We’ve discovered that many business owners have preconceived thoughts about SBA loans that are based on misconceptions created from lack of information. SBA loans are a valuable financial tool for the small business owner. 

So, if you’ve considered an SBA loan for your business, or are just learning about the program for the first time, here are some of the common misconceptions and what you really need to know. 

 
  1. The SBA lends money directly to business owners

    The SBA works with qualified lenders, like a bank or credit union, that lend small businesses the money. The SBA guarantees a portion of the loan, allowing the lender to assume more risk and make loans that they would normally not tolerate. 
     

    1. SBA loans are only for purchasing inventory

      Although SBA loans are commonly used to purchase inventory to start a new business, there are many other ways to leverage the funds. SBA loans can be used to purchase existing owner-occupied real estate, upgrade facilities, purchase machinery, finance payroll, and finance receivables. They can also be used for strategic business expansion, including the acquisition of complementary business, buying out a business partner, or launching a new location.

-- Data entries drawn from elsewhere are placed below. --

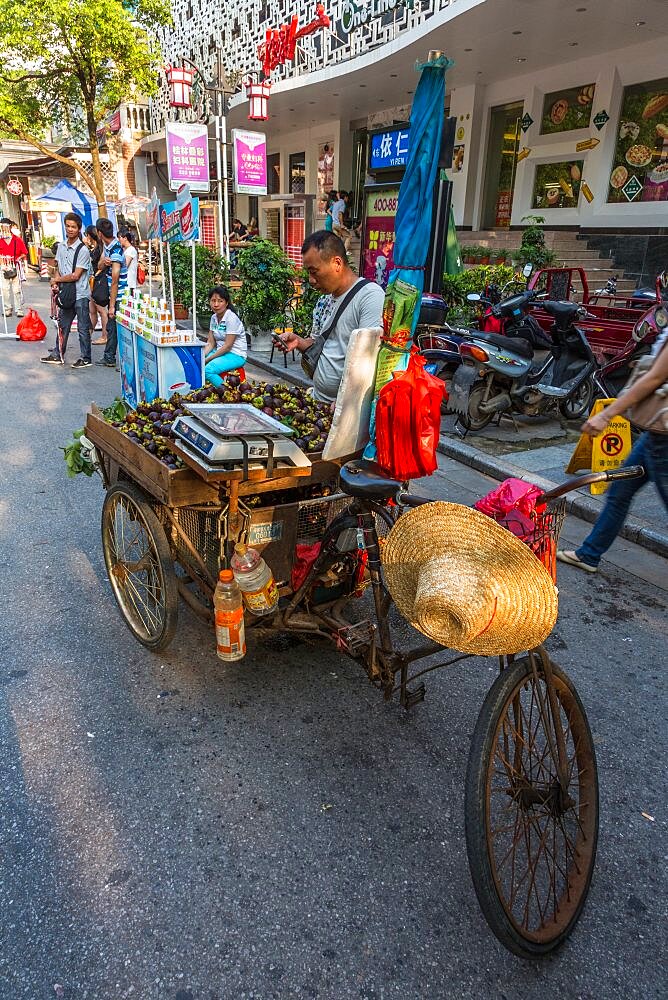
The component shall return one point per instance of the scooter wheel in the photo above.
(474, 420)
(579, 403)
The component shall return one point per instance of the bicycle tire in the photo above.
(530, 796)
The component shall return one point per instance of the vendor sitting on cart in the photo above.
(226, 347)
(350, 303)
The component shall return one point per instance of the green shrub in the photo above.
(210, 269)
(268, 285)
(532, 249)
(302, 317)
(456, 287)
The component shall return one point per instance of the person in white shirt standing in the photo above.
(131, 256)
(338, 211)
(226, 347)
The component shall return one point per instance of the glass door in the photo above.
(502, 151)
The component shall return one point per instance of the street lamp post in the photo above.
(217, 92)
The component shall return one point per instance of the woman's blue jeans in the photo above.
(650, 451)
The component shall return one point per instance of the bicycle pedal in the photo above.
(353, 639)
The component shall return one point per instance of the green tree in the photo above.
(66, 64)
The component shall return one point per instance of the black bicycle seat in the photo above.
(563, 312)
(516, 344)
(367, 480)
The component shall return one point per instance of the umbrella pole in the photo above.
(171, 282)
(162, 270)
(194, 291)
(2, 306)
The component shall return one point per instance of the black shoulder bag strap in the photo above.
(311, 355)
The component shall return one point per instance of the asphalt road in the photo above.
(175, 828)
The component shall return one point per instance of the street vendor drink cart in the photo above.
(329, 532)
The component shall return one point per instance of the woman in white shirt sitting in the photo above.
(226, 347)
(131, 256)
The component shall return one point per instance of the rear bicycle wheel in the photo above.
(531, 841)
(139, 565)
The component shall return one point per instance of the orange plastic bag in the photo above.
(408, 421)
(31, 327)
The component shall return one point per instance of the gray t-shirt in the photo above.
(65, 262)
(364, 310)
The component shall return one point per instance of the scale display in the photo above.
(233, 434)
(234, 419)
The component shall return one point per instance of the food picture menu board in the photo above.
(639, 171)
(325, 174)
(568, 109)
(378, 233)
(557, 185)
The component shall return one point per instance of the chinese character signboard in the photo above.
(388, 149)
(250, 162)
(187, 156)
(378, 233)
(179, 220)
(153, 217)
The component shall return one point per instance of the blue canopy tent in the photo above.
(83, 204)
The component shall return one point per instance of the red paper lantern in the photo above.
(258, 96)
(180, 82)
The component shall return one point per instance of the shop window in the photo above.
(297, 169)
(568, 109)
(557, 185)
(274, 174)
(639, 170)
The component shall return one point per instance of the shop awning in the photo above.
(83, 204)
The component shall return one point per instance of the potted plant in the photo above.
(268, 277)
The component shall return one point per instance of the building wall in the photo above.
(611, 73)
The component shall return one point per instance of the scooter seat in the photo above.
(368, 481)
(522, 347)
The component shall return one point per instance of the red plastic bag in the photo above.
(408, 421)
(31, 327)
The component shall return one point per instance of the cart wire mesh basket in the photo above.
(540, 531)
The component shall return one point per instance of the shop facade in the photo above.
(558, 112)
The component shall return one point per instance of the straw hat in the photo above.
(466, 582)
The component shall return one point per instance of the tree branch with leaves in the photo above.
(68, 64)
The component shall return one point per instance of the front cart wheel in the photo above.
(531, 840)
(139, 566)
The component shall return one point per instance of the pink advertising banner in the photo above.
(188, 156)
(250, 162)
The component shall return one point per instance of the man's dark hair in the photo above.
(327, 244)
(105, 228)
(73, 217)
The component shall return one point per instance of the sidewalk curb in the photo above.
(578, 506)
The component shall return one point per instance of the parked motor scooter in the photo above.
(611, 378)
(439, 341)
(502, 374)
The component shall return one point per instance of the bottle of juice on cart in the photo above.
(229, 611)
(255, 579)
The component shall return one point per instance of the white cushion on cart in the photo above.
(352, 411)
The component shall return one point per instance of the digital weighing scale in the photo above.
(222, 436)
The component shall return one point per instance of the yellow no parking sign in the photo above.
(606, 451)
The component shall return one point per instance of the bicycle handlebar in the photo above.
(610, 475)
(405, 499)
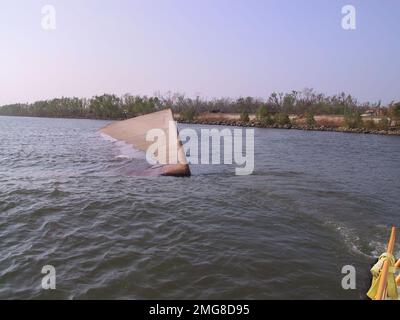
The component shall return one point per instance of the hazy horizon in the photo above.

    2. SBA loans are only for startups

      Approximately 25 to 30% of SBA loans were used to launch and start a new venture. That means over 65% of SBA loans were used to improve or expand an existing business. In fact, many doctors, dentists, and professional service firms take advantage of SBA loans to purchase real estate to use as their office. 

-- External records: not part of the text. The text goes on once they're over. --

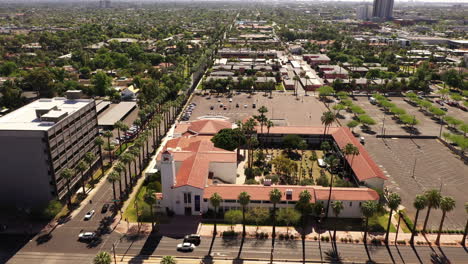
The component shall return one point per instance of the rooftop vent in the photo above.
(44, 110)
(73, 94)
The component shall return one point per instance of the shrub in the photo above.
(230, 233)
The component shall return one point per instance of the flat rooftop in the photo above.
(115, 112)
(25, 118)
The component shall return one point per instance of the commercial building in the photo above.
(38, 142)
(192, 169)
(364, 12)
(383, 9)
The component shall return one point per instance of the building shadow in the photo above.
(240, 248)
(390, 253)
(417, 254)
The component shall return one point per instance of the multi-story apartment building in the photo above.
(40, 140)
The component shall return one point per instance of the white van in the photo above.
(321, 163)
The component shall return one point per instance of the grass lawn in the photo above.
(305, 166)
(143, 210)
(378, 223)
(279, 87)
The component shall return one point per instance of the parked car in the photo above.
(86, 236)
(89, 215)
(185, 247)
(193, 239)
(104, 208)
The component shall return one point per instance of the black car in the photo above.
(193, 238)
(104, 209)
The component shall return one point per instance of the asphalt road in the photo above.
(139, 247)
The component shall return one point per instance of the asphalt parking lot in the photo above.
(428, 126)
(283, 108)
(414, 166)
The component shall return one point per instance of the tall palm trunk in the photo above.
(83, 183)
(120, 143)
(69, 193)
(243, 221)
(440, 227)
(130, 173)
(388, 225)
(113, 190)
(102, 160)
(365, 230)
(427, 218)
(273, 235)
(215, 231)
(125, 178)
(134, 167)
(464, 234)
(329, 194)
(413, 232)
(110, 150)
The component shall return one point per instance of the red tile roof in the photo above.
(208, 126)
(260, 192)
(196, 153)
(362, 165)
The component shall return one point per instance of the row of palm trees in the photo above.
(153, 122)
(432, 199)
(68, 174)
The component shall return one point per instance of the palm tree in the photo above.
(112, 178)
(98, 141)
(81, 168)
(67, 174)
(168, 260)
(327, 119)
(108, 134)
(120, 167)
(126, 159)
(394, 200)
(337, 207)
(307, 80)
(262, 110)
(249, 130)
(89, 158)
(433, 201)
(447, 204)
(102, 258)
(368, 209)
(275, 198)
(419, 203)
(215, 201)
(244, 200)
(134, 151)
(304, 206)
(120, 127)
(466, 227)
(150, 199)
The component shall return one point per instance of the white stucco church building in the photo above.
(192, 169)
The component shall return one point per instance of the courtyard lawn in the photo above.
(306, 168)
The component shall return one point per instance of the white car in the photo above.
(86, 236)
(89, 215)
(185, 247)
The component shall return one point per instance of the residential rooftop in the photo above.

    3. SBA loan interest rates are higher than other loans 

      Since the financial institution is making the loan, they are the one who sets the interest rate. The rate is reflective of the risk that the loan presents within the institutions portfolio. Although slightly higher interest rates are not uncommon, the rates and fees are normally comparable to other loan vehicles with similar risk. Interest rates can be negotiated between the borrower and lender and are subject to SBA regulated base rates and spreads. 

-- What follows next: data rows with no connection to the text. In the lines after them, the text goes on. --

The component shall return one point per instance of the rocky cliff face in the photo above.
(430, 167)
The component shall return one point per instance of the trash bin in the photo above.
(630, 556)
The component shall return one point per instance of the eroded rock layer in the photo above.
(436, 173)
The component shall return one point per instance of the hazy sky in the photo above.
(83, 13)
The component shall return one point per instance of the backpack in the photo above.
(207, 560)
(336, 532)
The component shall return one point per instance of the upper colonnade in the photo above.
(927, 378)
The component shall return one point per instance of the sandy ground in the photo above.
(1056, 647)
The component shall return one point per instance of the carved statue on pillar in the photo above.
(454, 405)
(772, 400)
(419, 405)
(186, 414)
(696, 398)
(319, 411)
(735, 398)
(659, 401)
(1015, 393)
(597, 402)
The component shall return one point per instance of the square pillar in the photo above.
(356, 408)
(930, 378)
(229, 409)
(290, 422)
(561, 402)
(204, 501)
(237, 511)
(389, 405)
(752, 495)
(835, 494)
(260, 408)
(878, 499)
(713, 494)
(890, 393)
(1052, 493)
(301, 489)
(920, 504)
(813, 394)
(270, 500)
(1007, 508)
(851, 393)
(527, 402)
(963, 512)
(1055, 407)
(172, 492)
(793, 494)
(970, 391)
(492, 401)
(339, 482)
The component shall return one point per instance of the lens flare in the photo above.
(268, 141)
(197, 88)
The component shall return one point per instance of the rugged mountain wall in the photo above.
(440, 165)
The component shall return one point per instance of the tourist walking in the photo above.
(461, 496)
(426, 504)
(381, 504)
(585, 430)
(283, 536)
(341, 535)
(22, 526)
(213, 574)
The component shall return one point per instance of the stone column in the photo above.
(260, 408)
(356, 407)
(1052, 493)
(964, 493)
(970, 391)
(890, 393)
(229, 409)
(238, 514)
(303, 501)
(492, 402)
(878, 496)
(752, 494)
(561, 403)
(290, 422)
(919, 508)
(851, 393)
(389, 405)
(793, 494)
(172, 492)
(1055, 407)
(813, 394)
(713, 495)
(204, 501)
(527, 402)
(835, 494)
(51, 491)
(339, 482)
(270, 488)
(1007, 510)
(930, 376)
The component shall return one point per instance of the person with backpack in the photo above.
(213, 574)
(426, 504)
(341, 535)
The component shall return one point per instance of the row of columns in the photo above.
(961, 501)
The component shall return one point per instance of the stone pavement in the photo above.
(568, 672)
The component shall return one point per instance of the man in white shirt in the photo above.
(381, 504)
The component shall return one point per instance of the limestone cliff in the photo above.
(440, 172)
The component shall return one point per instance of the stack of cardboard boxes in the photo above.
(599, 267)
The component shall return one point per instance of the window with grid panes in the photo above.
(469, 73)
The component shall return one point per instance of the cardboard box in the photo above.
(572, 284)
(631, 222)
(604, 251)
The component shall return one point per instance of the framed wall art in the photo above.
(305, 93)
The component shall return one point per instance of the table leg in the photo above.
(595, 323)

    4. SBA loans take a long time 

      Many business owners assume that obtaining an SBA loan will take several months. Over the past few years, the SBA has made decreasing the processing time for an SBA loan a priority across the organization. They have invested in technology and modified forms to make the entire process more efficient. In fact, it is possible to get an SBA loan processed and approved within weeks if you are working with an SBA Preferred Lender. 
       

As you can see there are many myths that surround the SBA lending process. SBA loans can truly make a difference in the life of a business, and securing the right SBA loan will put you well on your way to financing your business goals.